7 – Quais foram os fundamentos essenciais que a ACARBO e o Mestre Macaco te ensinaram para que você chegasse ao grau da mestria?
O mestre cobrava muito da gente. Para trocar de graduação, tínhamos que cantar, tocar, ter boas notas na escola e responder questionários sobre a história. Tínhamos que pesquisar quem foi Mestre Bimba, quem foi Pastinha, o que significa o toque de Angola. Ele nos preparou desde o início. O mestre que tenho hoje não é só um mestre, é um amigo, um irmão, um pai. Ele é a base.
8 – Você tem dimensão da responsabilidade que carrega? Ser bisneto de Popó do Maculelê e agora Me. de Capoeira. Essa ficha já caiu?

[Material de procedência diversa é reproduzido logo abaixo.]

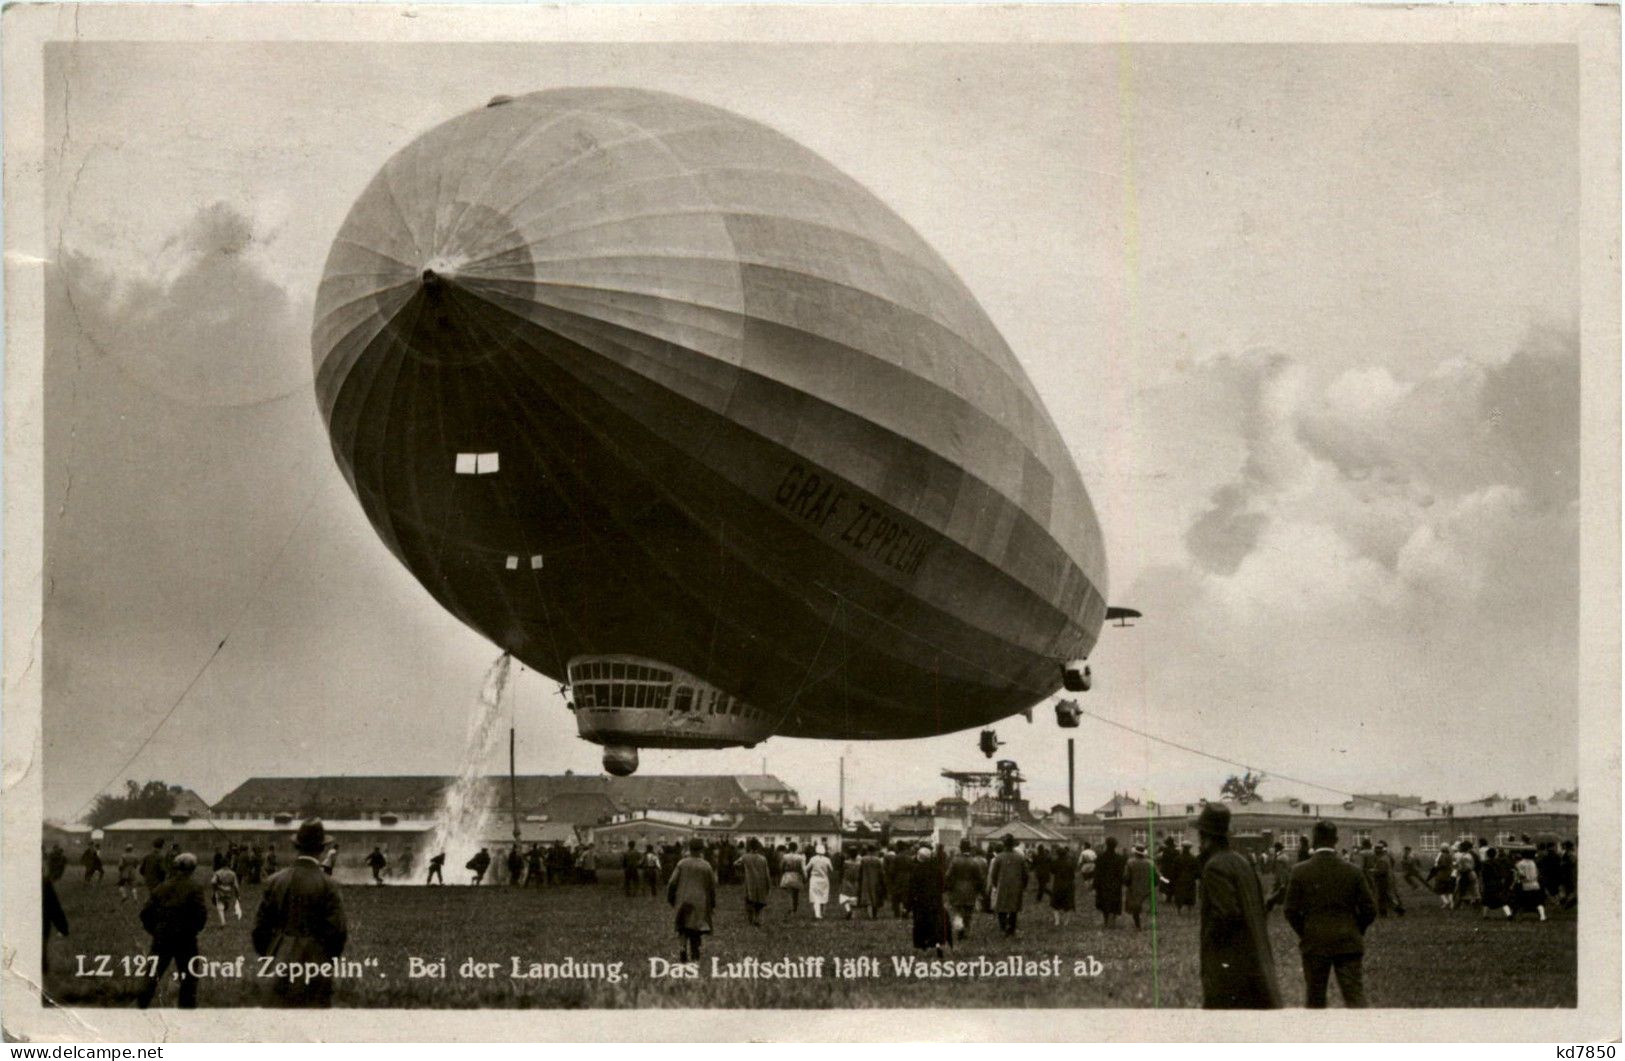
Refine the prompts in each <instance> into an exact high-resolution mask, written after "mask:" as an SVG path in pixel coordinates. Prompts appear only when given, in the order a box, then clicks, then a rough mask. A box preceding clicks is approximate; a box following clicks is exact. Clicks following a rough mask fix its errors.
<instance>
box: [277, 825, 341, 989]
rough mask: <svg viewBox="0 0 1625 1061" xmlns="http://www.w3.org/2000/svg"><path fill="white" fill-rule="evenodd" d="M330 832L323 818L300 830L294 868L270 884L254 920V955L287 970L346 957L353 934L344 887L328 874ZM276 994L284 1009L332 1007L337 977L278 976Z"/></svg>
mask: <svg viewBox="0 0 1625 1061" xmlns="http://www.w3.org/2000/svg"><path fill="white" fill-rule="evenodd" d="M325 847H327V830H325V829H323V827H322V821H320V819H310V821H307V822H304V824H302V825H299V832H297V834H296V835H294V851H296V853H297V858H296V860H294V864H293V866H289V868H288V869H283V871H281V873H278V874H276V876H273V877H271V879H270V881H267V884H265V897H263V899H262V900H260V912H258V915H255V918H254V952H255V954H260V955H268V957H273V959H276V965H278V967H281V968H284V970H286V968H289V967H304V964H309V962H315V964H320V962H328V960H332V959H336V957H338V955H340V954H343V952H345V939H346V938H348V934H349V929H348V926H346V923H345V900H343V897H341V895H340V890H338V886H336V884H333V881H332V877H328V876H327V874H325V873H323V871H322V863H320V861H319V860H320V856H322V850H323V848H325ZM273 991H275V994H276V999H278V1003H281V1004H283V1006H332V1004H333V978H332V977H309V978H304V977H301V978H297V980H296V978H293V977H288V975H286V973H284V975H280V977H276V980H275V981H273Z"/></svg>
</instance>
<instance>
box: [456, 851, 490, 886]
mask: <svg viewBox="0 0 1625 1061" xmlns="http://www.w3.org/2000/svg"><path fill="white" fill-rule="evenodd" d="M463 868H465V869H468V871H471V873H473V874H474V879H473V881H470V882H468V884H471V886H478V884H479V882H483V881H484V879H486V869H491V851H489V850H486V848H479V851H476V853H474V856H473V858H470V860H468V863H466V864H465V866H463Z"/></svg>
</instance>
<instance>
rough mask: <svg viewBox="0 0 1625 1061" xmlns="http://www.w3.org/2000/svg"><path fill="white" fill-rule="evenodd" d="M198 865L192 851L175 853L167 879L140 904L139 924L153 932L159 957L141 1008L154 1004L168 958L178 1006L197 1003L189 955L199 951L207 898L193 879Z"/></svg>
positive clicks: (190, 1006)
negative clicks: (140, 917)
mask: <svg viewBox="0 0 1625 1061" xmlns="http://www.w3.org/2000/svg"><path fill="white" fill-rule="evenodd" d="M197 868H198V860H197V856H195V855H190V853H185V851H184V853H180V855H176V863H174V869H172V871H171V874H169V879H167V881H164V882H163V884H159V886H158V887H154V889H153V894H151V895H150V897H148V900H146V905H145V907H141V928H145V929H146V931H148V933H150V934H151V936H153V957H156V959H158V965H156V967H154V968H153V975H151V977H148V980H146V983H145V985H141V994H140V998H138V999H137V1003H138V1006H140V1007H141V1009H146V1007H148V1006H151V1004H153V996H154V994H158V981H159V980H163V977H164V972H166V970H167V968H169V964H171V962H174V964H176V977H177V978H179V980H180V1009H195V1007H197V1004H198V981H197V977H193V975H192V959H195V957H197V952H198V933H202V931H203V926H205V925H208V900H206V899H205V897H203V886H202V884H198V882H197V881H193V879H192V873H193V871H195V869H197Z"/></svg>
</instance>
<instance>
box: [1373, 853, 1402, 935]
mask: <svg viewBox="0 0 1625 1061" xmlns="http://www.w3.org/2000/svg"><path fill="white" fill-rule="evenodd" d="M1371 890H1373V892H1375V894H1376V916H1380V918H1386V916H1388V910H1389V908H1393V912H1394V916H1401V918H1402V916H1406V900H1402V899H1401V897H1399V889H1397V887H1396V886H1394V856H1393V855H1389V853H1388V845H1386V843H1384V842H1381V840H1378V842H1376V853H1375V855H1371Z"/></svg>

Essa ficha já tinha caído há um bom tempo. Meu mestre sempre me disse: “Tampinha, você é bisneto de Popó, tem uma responsabilidade muito grande. Você tem que buscar”. É uma responsabilidade tão grande que, às vezes, a gente fica sem saber como vai ser lá na frente. Agora, como mestre, é preciso firmar os pés no chão, erguer a cabeça e pedir direção a Deus para saber conduzir esse legado.
9 – Antigamente, você não falava muito sobre sua linhagem. O que mudou?
Eu não via necessidade de ficar falando que era bisneto de Popó, pois muitos já me conheciam desde criança e sabiam da minha família. Mas hoje eu já falo, especialmente quando vou dar oficinas de Maculelê. Eu me apresento: “Sou Valmir, neto de Vivi de Popó e bisneto de Popó de Maculelê”. Hoje eu comento com orgulho.
10 – Para finalizar, o que essa festa de 40 anos e a sua formatura representaram para você?
A palavra é gratidão. Primeiramente a Deus, por essa oportunidade. Agradecer ao meu mestre, ao grupo ACARBO e a todos que estiveram aqui, como você, fazendo esse trabalho maravilhoso. É muito bom receber pessoas de fora, fazer novas amizades. Esses 40 anos ficaram marcados, pois meu filho também se graduou. Ver todos que foram formados pelo mestre fazendo parte dessa história… É só gratidão.